Appendix 3
Survey methodology

Warning View the most recent version.

Archived Content

Information identified as archived is provided for reference, research or recordkeeping purposes. It is not subject to the Government of Canada Web Standards and has not been altered or updated since it was archived. Please "contact us" to request a format other than those available.

Target population
Sample frame
Sample design
Response rates
Estimation and weighting
Data accuracy

The National Apprenticeship Survey (NAS) of 2007 is a cross-sectional survey designed to collect data directly from Canadian apprentices. These apprentices were contacted by Statistics Canada between January and  May 2007 and responded to a telephone survey conducted on a voluntary basis. It should be noted that the sample represents three specific types of apprentices and not the entire apprentice population and the survey results provides a cross section—a snapshot of all the groups at one point in time.

Target population

For the NAS, a selected person was considered in scope for the survey if he or she had engaged in some apprentice activities between 2000 and 2004. The NAS targeted registered apprentices in the ten provinces and the three territories based on their apprenticeship status and thus are not representative of all apprentices. The three groups of apprentices targeted were:

Completers: were identified as such by the 12 jurisdictions1 and refers to those who had completed their apprenticeship program in either one of the reference years 2002, 2003 and 2004 and were not registered in any apprenticeship training as of December 31st 2004.

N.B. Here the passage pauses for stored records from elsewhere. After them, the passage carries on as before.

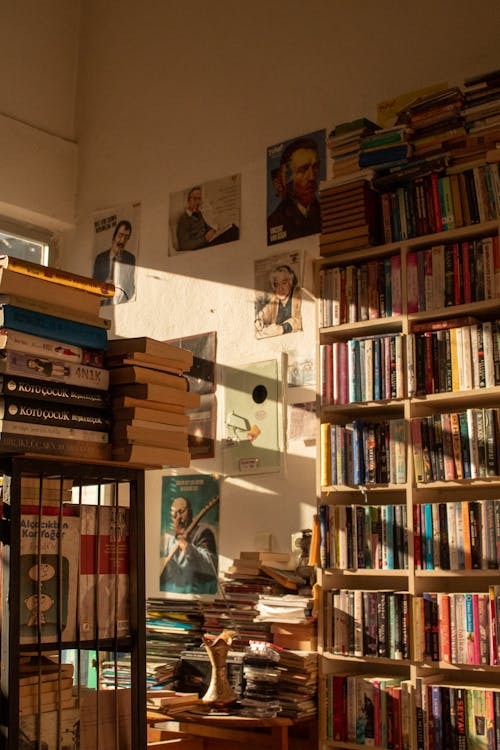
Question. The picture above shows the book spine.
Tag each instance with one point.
(50, 326)
(47, 413)
(25, 342)
(42, 368)
(50, 430)
(57, 276)
(54, 446)
(43, 390)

Discontinuers: were identified as such by the 12 jurisdictions1 and refers to those who had stopped their apprenticeship program in either one of the reference years 2002, 2003 and 2004 and were not registered in any apprenticeship training as of December 31st 2004.

Long-term continuers: were defined as active apprentices as of December 31st  2004 who registered as apprentices before the year 2000 and who had been registered for more than one and a half the prescribed duration time required to complete their apprenticeship programs in the same trade as 2004. Approximately 19% of the 2004 continuers were long-term continuers.

Excluded from the target population are apprentices who were registered in any apprenticeship training as of December 31st 2004 and who had within the normal bounds of the prescribed duration for their training. This group represents 81% of all continuers as of 2004.

The target population was first determined at the stage of frame creation using the definitions above.  During data collection, individuals were asked to confirm their apprentice activities as of 2000 and 2004. If their confirmed apprenticeship status did not fall within one of the three target population groups they were considered out-of-scope for the survey.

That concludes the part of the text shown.